The last exam is done.
The pencil scratched grey in the last pink bubble, which is to say that the last bit of my brain was emptied out on the cold plastic table and I walked out unencumbered by any frantic desire to know all the symptoms of Digoxin toxicity.
Suddenly I could care about stuff again. Stuff being defined as not-necessary-to pass-exams-stuff. Like, for example, showers and clean rooms and neat eyebrows. All of which were in dire need of being thought about again. I also could throw my alarm clock against the wall if I wanted to and no one would care—except me of course, who would have to buy a new cell phone.
It is, to borrow the feminine adjective, a lovely feeling.
It was a good semester. Hard—gutty hard sometimes—but full of those quivering moments when your hands get dirty helping someone and you realize that actions are deeper than textbook answers.
Still it was time for a break.
“Brain, come down from that bookshelf. Now. I mean it.”
“Brain, I’m serious. We still have 1000 words to write tonight.”
“You’re not my boss”
“Brain, if you don’t come down I will never speak to you again”
“Two cups of coffee and a chocolate bar and I’ll come down”
It was time for things to slow down.

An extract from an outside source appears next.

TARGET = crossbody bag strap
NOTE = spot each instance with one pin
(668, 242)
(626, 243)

Yup.
Currently snow is fluttering around in great big swooshes outside and my red pillows are so comfy.
And I am cooing over my clean room—marveling how sometimes its not the fluffly pillows and the warm house that equal joy—but rather the knowledge that healing doesn’t just happen in the summer, but all through the fierce winter too.
Now for snowmobiles and snowshoes and having the time to actually enjoy the outdoors.